← Back to context

Comment by zambelli

5 hours ago

Forge does have tiered compaction, and it's configurable! Defaults are currently probably a bit on the high side for catching effective attention, but that might be a part of the code that interests you the most.

src/forge/context/ - specifically TieredCompact in strategies.py. That's the furthest I took it. The tool-call collapse in particular has been useful in agentic coding, but I haven't formalized/generalized it yet. I think within forge it'll be a callable tool that will rely on the model knowing when to trigger it (as you said - "I'm done with the task, can collapse"). That's the part I need to abstract out of my bespoke implementation.

At the moment TieredCompact is naive. It uses context thresholds the consumer determines and fires when those thresholds are hit. It just does different things at different threshold levels.

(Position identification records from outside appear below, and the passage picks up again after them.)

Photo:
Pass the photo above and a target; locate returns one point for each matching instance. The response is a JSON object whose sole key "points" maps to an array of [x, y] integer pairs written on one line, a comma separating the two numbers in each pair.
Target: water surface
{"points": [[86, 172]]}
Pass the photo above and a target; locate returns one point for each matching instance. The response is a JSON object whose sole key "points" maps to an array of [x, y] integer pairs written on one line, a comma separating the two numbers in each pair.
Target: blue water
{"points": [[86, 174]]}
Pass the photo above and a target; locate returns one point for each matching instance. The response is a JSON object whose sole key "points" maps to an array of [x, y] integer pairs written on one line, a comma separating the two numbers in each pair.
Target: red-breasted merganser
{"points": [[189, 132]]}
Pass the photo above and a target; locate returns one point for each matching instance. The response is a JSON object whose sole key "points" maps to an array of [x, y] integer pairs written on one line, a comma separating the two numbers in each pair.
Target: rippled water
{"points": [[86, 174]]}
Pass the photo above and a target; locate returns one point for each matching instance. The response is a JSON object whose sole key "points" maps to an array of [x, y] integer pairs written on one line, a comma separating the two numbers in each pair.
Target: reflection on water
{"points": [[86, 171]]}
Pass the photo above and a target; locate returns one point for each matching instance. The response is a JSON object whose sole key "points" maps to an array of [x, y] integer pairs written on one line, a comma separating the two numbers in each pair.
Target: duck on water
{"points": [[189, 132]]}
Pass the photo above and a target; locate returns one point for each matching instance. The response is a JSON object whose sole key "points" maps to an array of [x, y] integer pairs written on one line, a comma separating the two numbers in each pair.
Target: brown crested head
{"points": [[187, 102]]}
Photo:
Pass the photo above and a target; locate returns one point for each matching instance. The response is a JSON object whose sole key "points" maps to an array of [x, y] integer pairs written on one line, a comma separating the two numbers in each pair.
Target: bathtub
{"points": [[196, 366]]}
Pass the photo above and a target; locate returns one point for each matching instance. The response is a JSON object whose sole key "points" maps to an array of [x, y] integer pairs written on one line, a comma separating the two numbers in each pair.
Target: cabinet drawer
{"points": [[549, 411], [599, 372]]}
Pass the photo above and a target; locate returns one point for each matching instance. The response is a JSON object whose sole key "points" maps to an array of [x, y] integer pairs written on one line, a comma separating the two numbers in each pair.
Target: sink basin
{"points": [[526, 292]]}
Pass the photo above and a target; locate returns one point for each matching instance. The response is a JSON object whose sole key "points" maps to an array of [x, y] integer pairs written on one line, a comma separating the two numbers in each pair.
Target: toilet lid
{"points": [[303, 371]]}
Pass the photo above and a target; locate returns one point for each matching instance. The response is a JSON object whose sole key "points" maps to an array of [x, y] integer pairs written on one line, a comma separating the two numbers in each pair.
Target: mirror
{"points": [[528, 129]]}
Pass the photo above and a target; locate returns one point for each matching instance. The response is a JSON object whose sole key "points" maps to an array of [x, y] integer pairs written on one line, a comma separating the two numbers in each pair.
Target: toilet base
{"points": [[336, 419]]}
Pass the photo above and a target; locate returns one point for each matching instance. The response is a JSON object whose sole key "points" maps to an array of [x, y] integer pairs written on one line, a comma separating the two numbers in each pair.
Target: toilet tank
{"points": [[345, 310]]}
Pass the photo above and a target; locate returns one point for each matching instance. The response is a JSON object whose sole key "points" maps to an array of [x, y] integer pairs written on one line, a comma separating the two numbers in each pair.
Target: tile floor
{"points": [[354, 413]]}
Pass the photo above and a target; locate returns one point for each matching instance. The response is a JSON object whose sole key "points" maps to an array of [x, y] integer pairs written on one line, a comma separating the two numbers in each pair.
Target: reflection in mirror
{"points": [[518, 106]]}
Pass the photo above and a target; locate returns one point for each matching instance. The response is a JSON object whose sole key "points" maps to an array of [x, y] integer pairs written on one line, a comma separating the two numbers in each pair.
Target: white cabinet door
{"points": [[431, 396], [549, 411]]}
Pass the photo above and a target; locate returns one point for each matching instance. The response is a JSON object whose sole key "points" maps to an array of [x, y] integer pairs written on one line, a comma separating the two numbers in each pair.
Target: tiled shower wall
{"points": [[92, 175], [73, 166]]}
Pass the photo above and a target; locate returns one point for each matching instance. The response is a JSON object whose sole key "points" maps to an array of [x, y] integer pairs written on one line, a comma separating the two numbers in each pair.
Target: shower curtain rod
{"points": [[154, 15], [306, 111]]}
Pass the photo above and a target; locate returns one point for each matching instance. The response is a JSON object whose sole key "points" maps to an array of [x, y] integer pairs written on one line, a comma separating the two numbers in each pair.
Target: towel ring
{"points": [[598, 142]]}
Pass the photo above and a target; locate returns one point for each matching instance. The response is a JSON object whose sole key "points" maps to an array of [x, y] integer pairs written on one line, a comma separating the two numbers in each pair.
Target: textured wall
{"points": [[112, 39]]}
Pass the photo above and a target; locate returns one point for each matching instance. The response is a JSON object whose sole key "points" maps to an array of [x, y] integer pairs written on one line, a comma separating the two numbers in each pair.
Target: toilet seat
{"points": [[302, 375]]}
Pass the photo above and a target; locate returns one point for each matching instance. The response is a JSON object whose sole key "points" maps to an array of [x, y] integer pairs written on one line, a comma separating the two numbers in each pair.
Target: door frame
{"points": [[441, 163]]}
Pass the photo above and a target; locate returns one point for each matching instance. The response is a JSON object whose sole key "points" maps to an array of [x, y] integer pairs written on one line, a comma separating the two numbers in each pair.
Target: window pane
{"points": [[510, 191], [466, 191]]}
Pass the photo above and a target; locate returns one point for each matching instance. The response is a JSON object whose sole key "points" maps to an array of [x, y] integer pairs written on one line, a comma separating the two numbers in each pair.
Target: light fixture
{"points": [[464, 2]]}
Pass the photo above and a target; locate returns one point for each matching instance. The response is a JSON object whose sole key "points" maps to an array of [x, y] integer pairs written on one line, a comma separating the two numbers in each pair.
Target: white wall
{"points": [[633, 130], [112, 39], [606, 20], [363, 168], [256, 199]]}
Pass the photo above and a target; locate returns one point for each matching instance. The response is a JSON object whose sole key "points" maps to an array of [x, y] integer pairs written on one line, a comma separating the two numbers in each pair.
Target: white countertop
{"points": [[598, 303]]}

Your idea of using task shape to dynamically set those thresholds (or even move to model-triggered) I think is the key but is a trickier implementation. That's what I haven't gotten around to yet.

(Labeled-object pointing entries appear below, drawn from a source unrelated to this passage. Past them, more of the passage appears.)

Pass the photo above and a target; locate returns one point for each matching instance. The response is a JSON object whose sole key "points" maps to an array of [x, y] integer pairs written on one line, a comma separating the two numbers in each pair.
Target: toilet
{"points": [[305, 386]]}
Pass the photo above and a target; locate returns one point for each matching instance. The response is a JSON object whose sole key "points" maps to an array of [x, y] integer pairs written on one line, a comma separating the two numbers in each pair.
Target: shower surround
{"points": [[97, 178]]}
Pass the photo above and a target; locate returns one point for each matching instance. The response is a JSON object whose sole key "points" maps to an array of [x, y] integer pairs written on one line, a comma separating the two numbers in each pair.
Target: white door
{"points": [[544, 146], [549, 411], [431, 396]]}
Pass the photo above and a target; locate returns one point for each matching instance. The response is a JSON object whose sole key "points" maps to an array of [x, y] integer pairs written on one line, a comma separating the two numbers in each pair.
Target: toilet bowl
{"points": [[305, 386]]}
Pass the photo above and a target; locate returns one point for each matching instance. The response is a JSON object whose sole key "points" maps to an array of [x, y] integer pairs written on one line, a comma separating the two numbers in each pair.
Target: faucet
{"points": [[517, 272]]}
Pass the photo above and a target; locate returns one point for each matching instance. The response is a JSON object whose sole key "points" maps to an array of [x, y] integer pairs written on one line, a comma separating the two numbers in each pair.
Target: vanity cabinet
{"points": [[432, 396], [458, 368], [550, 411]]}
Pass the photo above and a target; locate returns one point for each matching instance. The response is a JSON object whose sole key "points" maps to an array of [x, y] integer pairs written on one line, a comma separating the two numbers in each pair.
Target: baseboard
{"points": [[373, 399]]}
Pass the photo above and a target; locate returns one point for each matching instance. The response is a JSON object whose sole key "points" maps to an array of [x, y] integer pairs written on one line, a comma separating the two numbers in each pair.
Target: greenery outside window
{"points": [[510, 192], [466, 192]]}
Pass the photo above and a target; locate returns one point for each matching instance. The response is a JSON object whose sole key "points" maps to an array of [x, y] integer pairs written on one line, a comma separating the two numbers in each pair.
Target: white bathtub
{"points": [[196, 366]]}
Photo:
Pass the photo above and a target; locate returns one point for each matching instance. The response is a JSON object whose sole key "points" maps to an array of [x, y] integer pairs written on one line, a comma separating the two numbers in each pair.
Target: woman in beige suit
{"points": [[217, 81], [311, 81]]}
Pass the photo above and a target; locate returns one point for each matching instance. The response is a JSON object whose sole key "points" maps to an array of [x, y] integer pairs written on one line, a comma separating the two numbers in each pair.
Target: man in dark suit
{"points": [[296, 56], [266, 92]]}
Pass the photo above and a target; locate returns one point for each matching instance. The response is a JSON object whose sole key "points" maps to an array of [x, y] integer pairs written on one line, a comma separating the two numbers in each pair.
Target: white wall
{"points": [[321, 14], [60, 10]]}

Definitely on my todo list but happy to check out a PR if you have something in mind.

Some additional info on my current public hack is also at: https://github.com/antoinezambelli/forge/blob/main/docs/USER...

  • Honestly probably not a PR from me right now — I'm in the middle of shipping something else — but the design idea I keep returning to is splitting the trigger into two signals:

    1. Runtime-computed "context pressure" — tokens-since-last-compaction, depth of tool-call nesting, response/call ratio in recent turns. The runtime computes this; the model never sees it.

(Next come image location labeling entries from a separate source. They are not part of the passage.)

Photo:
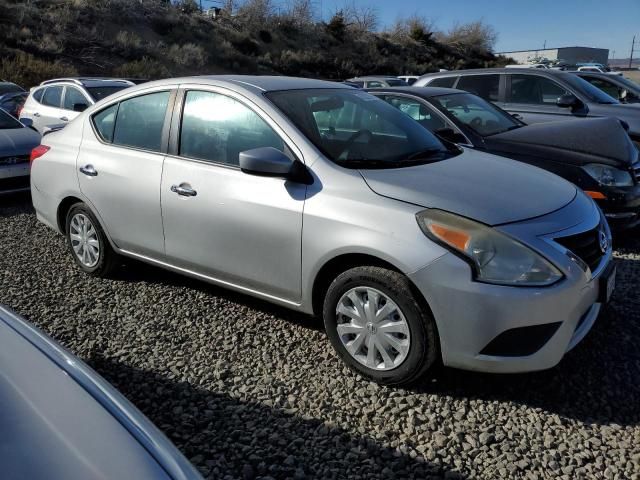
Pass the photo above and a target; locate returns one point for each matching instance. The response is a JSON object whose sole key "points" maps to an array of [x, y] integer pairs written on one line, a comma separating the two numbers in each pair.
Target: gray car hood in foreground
{"points": [[486, 188], [601, 140], [60, 421], [18, 141]]}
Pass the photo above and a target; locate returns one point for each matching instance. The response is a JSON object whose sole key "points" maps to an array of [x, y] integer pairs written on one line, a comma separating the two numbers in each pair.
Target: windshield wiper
{"points": [[426, 153]]}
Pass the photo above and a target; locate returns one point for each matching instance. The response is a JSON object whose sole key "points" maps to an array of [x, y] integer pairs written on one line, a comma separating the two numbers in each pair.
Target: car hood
{"points": [[601, 140], [486, 188], [18, 141]]}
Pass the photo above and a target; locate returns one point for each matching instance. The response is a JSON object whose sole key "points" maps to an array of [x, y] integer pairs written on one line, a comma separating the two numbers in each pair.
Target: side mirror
{"points": [[450, 135], [80, 107], [271, 162], [622, 96], [568, 100]]}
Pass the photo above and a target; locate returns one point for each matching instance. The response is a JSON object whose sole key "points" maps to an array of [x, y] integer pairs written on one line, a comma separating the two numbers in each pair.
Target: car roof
{"points": [[253, 83], [424, 92], [530, 71]]}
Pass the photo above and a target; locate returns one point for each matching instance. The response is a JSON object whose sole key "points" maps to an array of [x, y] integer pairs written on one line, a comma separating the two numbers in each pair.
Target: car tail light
{"points": [[38, 152]]}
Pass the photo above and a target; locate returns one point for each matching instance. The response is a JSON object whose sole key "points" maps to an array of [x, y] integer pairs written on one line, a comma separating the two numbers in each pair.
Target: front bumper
{"points": [[470, 315]]}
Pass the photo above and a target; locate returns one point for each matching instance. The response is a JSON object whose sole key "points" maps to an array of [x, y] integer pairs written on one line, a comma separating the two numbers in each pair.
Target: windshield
{"points": [[629, 84], [397, 82], [357, 130], [8, 122], [593, 94], [478, 114], [98, 93]]}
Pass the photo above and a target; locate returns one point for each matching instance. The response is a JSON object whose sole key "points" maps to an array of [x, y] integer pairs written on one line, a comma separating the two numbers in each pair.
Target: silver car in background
{"points": [[17, 141], [327, 200], [60, 100], [61, 421]]}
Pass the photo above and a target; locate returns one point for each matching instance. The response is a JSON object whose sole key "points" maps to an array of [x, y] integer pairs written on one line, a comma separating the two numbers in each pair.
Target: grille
{"points": [[585, 246], [15, 160]]}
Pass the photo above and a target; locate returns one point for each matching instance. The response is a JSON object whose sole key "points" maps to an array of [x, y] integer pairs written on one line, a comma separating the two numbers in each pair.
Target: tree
{"points": [[470, 38], [416, 28], [361, 18], [337, 26], [301, 12], [256, 12]]}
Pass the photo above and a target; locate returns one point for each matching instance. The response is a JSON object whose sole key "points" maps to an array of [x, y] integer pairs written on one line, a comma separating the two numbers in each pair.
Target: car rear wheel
{"points": [[88, 244], [378, 327]]}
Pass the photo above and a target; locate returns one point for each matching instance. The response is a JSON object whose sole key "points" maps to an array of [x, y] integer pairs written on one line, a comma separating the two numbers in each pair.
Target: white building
{"points": [[568, 55]]}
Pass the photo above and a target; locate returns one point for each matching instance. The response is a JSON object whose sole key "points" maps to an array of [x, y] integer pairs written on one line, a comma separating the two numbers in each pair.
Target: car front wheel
{"points": [[88, 243], [378, 327]]}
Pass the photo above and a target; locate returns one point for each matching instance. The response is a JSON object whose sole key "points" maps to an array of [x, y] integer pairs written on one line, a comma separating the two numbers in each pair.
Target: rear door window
{"points": [[73, 96], [52, 97], [37, 95], [485, 86], [534, 89]]}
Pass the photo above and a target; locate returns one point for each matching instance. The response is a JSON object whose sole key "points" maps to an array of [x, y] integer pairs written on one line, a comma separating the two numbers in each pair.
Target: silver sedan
{"points": [[329, 201]]}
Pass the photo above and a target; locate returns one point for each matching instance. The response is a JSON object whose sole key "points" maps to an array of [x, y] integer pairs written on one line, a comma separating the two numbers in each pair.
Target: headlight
{"points": [[610, 176], [495, 257]]}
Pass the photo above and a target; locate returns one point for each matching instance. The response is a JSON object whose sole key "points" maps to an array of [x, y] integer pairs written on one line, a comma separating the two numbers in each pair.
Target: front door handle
{"points": [[183, 190], [89, 171]]}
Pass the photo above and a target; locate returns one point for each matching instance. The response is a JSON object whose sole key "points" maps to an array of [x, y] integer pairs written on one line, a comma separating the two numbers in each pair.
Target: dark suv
{"points": [[538, 95]]}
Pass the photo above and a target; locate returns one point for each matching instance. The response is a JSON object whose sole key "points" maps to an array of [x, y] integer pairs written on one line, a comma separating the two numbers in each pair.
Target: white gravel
{"points": [[248, 390]]}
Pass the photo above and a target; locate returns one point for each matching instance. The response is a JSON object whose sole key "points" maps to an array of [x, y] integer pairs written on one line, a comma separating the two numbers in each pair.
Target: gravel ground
{"points": [[248, 390]]}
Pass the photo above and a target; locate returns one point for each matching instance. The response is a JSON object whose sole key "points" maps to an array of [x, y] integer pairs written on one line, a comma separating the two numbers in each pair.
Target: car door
{"points": [[232, 227], [47, 112], [120, 169], [533, 97], [73, 98]]}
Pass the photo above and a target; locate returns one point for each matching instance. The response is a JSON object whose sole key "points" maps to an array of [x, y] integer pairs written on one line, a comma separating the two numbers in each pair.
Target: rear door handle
{"points": [[89, 171], [183, 190]]}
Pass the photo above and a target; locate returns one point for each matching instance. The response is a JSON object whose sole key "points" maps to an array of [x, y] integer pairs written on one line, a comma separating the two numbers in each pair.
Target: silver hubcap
{"points": [[372, 328], [84, 240]]}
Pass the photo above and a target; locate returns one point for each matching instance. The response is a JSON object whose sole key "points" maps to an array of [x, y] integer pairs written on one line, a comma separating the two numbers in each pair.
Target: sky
{"points": [[525, 24]]}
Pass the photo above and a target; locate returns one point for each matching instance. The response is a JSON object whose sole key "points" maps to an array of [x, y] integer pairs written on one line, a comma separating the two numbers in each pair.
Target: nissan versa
{"points": [[330, 201]]}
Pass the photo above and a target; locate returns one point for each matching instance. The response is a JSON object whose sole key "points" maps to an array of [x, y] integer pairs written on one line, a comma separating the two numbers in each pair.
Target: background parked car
{"points": [[410, 79], [412, 250], [608, 171], [16, 143], [625, 90], [377, 81], [538, 95], [61, 100], [9, 87], [12, 103], [61, 421]]}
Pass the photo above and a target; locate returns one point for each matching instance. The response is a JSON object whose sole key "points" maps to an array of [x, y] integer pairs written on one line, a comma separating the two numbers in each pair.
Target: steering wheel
{"points": [[476, 123], [351, 140]]}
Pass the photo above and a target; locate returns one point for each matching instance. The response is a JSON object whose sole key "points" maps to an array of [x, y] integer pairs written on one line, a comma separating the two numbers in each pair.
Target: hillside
{"points": [[149, 39]]}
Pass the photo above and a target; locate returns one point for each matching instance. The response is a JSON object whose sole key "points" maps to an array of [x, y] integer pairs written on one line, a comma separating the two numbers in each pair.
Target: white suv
{"points": [[60, 100]]}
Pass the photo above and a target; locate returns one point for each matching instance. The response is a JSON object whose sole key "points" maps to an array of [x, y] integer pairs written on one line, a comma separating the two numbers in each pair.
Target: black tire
{"points": [[108, 260], [424, 346]]}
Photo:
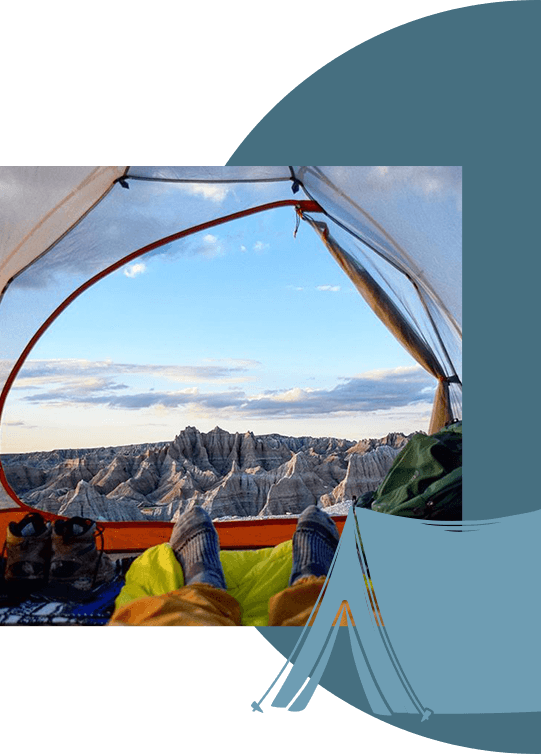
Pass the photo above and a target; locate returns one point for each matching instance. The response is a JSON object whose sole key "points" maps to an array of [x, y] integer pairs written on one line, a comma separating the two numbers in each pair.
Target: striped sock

    2. Model-emitted "natural breakpoint" — a tool call the model fires when it perceives it's done with a thread (file closed, task complete, branch abandoned).

    Compaction fires on the AND of both. Keeps the model from compacting mid-reasoning-chain, and keeps the runtime from waiting until 90% context for the model to notice on its own.

The "model triggers it" pattern is exactly the right shape, but there's a subtle failure mode in it: models are notoriously bad at perceiving their own context pressure. Asking "are you done with that thread?" lands well; asking "would compacting now help you?" doesn't, because the model lacks a reliable internal signal for "I'm starting to skim." You almost have to tie the compaction trigger to task-shape signals (file closed, test passed, agent reports a milestone hit) rather than self-assessment.

Going to actually go read TieredCompact tonight — curious whether you've ended up tying triggers to task signals or kept them on model self-report.

  • That's a very insightful observation. How could you explain that using the analogy of a pancake breakfast?